Pour celles et ceux dont l’anglais n’était pas la langue maternelle, cela a permis de rapprocher leur prononciation de celle d’un anglophone natif. Plus globalement, tous les accents ont progressivement convergé vers des prononciations phonétiques similaires. En revanche, six mois ne suffisent pas à détecter cette amalgamation à l’oreille: les différences ne se manifestent que dans la retranscription de leurs ondes acoustiques.

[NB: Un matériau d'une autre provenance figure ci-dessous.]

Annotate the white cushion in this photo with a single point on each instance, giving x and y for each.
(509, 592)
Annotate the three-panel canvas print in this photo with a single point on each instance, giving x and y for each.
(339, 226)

ui plus est, la pérennisation de l’anglais de l’Antarctique ne peut être assurée que par un renouveau générationnel. «Les enfants sont de très bons imitateurs, de sorte que le processus de mémorisation du discours de l’autre est amplifié chez eux», explique Jonathan Harrington, coauteur de l’étude. C’est notamment par ce processus que les linguistes pensent que l’anglais américain a divergé du britannique, alors que des immigrés de nationalités différentes passaient plusieurs semaines enfermés sur un bateau vers le Nouveau Monde.